Since Charlottesville, a movement to change the names of military installations that honor Confederate leadership has gained steam. Almost two dozen House Democrats recently sent a letter to Defense Secretary James Mattis urging him to re-evaluate the names.

“These designations only serve to promote a dark and divisive time in our history and do not uphold the best of our country,” the letter states.

By most accounts, Hood was a daring commander who did not mince words about the cause of the Civil War. The North was fighting for the “freedom of the negro, and the independence of the Southern Confederacy was the only means to avoid the immediate abolition of slavery,” Hood said at a soldiers’ reunion seven years after the war ended.

Despite Hood’s defense of slavery, some residents of Bell County, where Fort Hood is located, think the name should not be changed.

“Renaming Fort Hood, that’s the most ridiculous thing I’ve ever heard,” said Nancy Boston, the 77-year-old Bell County Republican Party chair. “Some people are still angry at the white man for slavery. That’s just how the world was back then.”

Gary Bledsoe, Texas NAACP president, said that Boston’s “product of its time” argument misses the point.

“Gen. Hood took up arms against the United States. He took up arms to defend slavery,” Bledsoe said. “A large percentage of the personnel at Fort Hood are African-American. What message does naming a base after him send to them?

“It’s time we admitted the historical truth and got past this. You can’t honor the Confederacy and expect to have unity in this country,” he added.

Fort Hood officials declined to comment, but military leaders have been quick to denounce racism.

Retired Army colonel and Bell County resident Ralph Gauer, who is white, said that the name Fort Hood does not evoke the image of a Confederate general to most citizens. It’s simply what people call the post, he said.
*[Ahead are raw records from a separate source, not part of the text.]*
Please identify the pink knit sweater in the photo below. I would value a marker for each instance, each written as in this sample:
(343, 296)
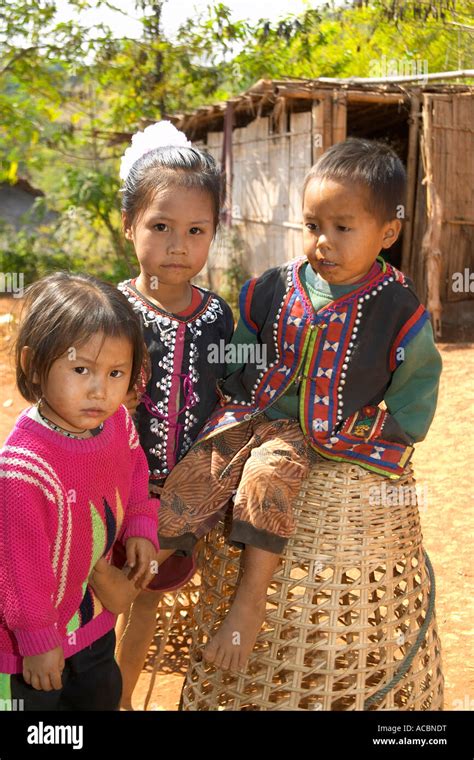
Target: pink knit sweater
(63, 503)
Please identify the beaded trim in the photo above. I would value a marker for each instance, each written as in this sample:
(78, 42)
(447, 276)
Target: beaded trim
(165, 328)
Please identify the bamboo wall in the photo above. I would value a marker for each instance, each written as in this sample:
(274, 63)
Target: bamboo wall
(269, 168)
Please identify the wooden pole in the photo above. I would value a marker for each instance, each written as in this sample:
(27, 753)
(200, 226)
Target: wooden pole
(412, 177)
(339, 117)
(430, 247)
(227, 162)
(317, 130)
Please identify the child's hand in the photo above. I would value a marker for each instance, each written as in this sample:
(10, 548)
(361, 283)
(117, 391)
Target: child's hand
(131, 401)
(140, 554)
(112, 587)
(43, 671)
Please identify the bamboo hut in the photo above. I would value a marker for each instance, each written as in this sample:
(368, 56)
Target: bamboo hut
(269, 136)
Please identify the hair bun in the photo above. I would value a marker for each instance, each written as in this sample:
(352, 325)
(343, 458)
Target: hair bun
(159, 135)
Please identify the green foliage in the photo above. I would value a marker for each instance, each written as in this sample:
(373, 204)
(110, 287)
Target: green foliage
(68, 92)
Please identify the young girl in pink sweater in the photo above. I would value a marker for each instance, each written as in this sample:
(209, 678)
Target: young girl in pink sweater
(73, 479)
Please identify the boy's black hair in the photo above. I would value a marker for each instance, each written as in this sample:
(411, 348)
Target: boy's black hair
(371, 164)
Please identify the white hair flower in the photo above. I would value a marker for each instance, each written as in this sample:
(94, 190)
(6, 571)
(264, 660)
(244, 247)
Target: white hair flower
(158, 135)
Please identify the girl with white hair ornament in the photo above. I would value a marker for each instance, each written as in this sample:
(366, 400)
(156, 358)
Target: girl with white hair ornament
(171, 199)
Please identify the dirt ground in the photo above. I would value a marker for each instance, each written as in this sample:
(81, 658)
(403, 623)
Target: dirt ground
(442, 464)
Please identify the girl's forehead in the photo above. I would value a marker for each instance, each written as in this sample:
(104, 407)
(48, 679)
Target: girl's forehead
(99, 343)
(181, 201)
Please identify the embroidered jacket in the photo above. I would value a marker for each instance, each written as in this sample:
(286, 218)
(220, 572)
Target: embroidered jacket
(343, 357)
(181, 392)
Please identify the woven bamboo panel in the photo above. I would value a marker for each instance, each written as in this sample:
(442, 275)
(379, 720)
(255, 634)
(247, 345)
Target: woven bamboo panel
(344, 608)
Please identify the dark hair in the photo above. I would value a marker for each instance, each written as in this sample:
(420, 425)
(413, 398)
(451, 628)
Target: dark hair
(372, 164)
(172, 165)
(64, 310)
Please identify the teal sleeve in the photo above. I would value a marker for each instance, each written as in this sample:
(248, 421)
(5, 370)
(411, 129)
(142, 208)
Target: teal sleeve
(236, 349)
(413, 393)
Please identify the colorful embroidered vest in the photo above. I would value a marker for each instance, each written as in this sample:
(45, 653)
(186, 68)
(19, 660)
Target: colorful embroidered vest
(180, 371)
(342, 357)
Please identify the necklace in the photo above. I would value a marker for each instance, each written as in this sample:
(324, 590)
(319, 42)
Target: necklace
(59, 429)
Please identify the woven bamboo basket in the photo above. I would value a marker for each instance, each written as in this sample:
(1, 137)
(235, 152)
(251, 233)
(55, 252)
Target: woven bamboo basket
(169, 652)
(350, 621)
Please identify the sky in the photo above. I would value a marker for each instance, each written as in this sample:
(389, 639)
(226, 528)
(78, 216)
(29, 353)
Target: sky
(176, 11)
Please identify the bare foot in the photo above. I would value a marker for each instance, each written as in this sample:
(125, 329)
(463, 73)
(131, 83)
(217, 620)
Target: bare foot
(232, 645)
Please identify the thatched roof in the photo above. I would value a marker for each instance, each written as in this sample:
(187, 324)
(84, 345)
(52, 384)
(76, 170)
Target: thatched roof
(263, 95)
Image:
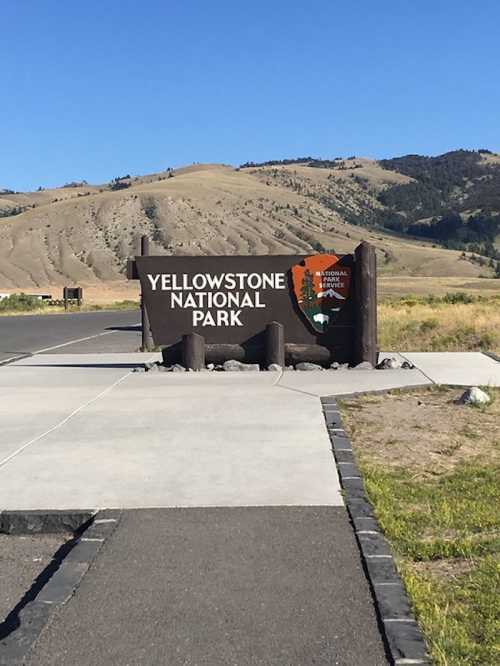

“The name doesn’t remind soldiers of the Confederacy, the name reminds people of the men and women who have trained here,” Gauer said. “That includes spectacular black units, like the 761st tank battalion.”

The all-black tank unit distinguished itself in combat during World War II, when the Army was racially segregated. The Army integrated in 1948, three years after the war ended.

Joseph Dawson, professor of American military history at Texas A&M University in College Station, said that Army installations were named after Confederate leaders in an attempt to soothe Southern whites’ bruised feelings more than half a century after the South’s devastating defeat in the Civil War.

“The natural question is to ask why would that name be picked and the purpose of it, not only the purpose in the sense of recognizing an individual who was thought to be important but as a continuation of sectional reconciliation,” Dawson said.

Since the Charlottesville rally, which centered on one of the town’s Confederate statues, dozens of cities around the nation have started the process of removing Confederate memorials, which many professional historians say were erected during the Jim Crow and civil rights eras to further the ideals of white supremacy.

The Dallas Independent School District board of trustees announced that the district will consider changing the names of Robert E. Lee Elementary and Stonewall Jackson Elementary, and Dallas City Council members declared that they would work to take down the community’s collection of Confederate monuments. Thousands rallied in August, at Dallas City Hall, to that end.

Rep. Eric Johnson, D-Dallas, echoed the argument of some on Fort Hood in a recent letter to the State Preservation Board, which oversees the Capitol grounds and the several Confederate monuments that are there.

“The Confederacy exemplified treason against the United States and white supremacy. Texans do not extol treason against the United States or white supremacy as values,” Johnson wrote.